Professor Rahul Nair (right) with joint-lead authors Jijo Abraham, PhD student (centre), and Dr Vasu Siddeswara Kalangi, research associate

Professor Rahul Nair (right) with joint-lead authors Jijo Abraham, PhD student (centre), and Dr Vasu Siddeswara Kalangi, research associate

It’s an ambitious timeline. But then Nair’s research has progressed rapidly since his group first published a paper on graphene oxide in Nature in 2012, demonstrating its unique properties that allow water to pass through but block larger molecules like solvents.

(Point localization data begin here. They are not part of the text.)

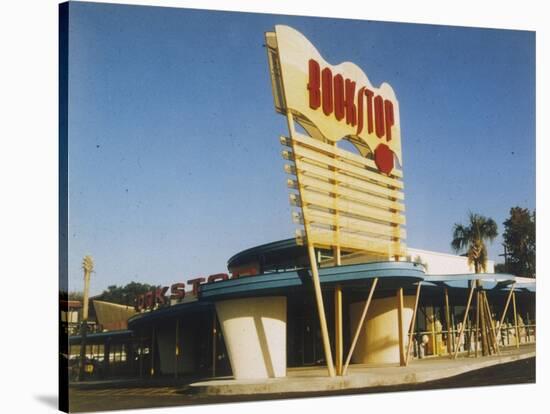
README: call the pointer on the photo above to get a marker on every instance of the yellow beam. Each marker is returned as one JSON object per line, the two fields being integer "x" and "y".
{"x": 353, "y": 224}
{"x": 515, "y": 318}
{"x": 400, "y": 326}
{"x": 307, "y": 167}
{"x": 505, "y": 310}
{"x": 339, "y": 153}
{"x": 321, "y": 309}
{"x": 309, "y": 197}
{"x": 320, "y": 185}
{"x": 448, "y": 321}
{"x": 413, "y": 323}
{"x": 301, "y": 152}
{"x": 464, "y": 320}
{"x": 359, "y": 326}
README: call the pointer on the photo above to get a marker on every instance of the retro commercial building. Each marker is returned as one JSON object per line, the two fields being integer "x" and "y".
{"x": 346, "y": 290}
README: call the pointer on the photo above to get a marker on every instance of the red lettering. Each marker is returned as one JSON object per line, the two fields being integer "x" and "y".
{"x": 379, "y": 116}
{"x": 218, "y": 276}
{"x": 149, "y": 300}
{"x": 195, "y": 283}
{"x": 177, "y": 291}
{"x": 388, "y": 109}
{"x": 160, "y": 295}
{"x": 360, "y": 99}
{"x": 351, "y": 109}
{"x": 369, "y": 94}
{"x": 314, "y": 84}
{"x": 140, "y": 302}
{"x": 326, "y": 79}
{"x": 339, "y": 107}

“At the time, there was speculation about using this membrane for water filtration or desalination,” says Nair. However in 2014, the next milestone paper demonstrated that salt in seawater in fact passed through the graphene oxide membrane with a cut-off size of around one nanometre. “So that was no good for desalination, but it was good for nano filtration applications,” Nair adds.

The challenge for the team at Manchester was that graphene-oxide membranes swell when immersed in water and that this enlargement of the pores enables sodium chloride to flow through. From 2014, the group focused on tuning the sieve size, trying different chemical and physical approaches, so that it would filter out common salts like sodium chloride.

“It turned out that physical confinement was the best approach. We created a tuneable sieve. We put an epoxy coating on both sides of the membrane that prevents it from swelling, and so the sodium chloride cannot pass through,” explains Nair. Their latest work, published in Nature Nanotechnology in April 2017 is proof of construct of a desalination application of a graphene oxide membrane, based on a laboratory setting and using saline water. The next step is to test the membranes with seawater, and in real-life applications.

Next steps are to test with seawater and then to scale production

“There are many experiments to carry out in future to compare our membrane with the state-of-the-art other membranes, and to show the real potential,” says Nair. The team is in talks with commercial partners about potentially taking the programme to the next level. “We already know many end-users who want this membrane, and we want a partner with the engineering expertise who can make this into a large-scale production. That’s what we’re looking at.”

He expects in two years’ time to have more solid data comparing the graphene oxide membrane with existing market-leading membranes, and then another three years’ work to scale production. “So, in an ideal case, we will take five years,” he says.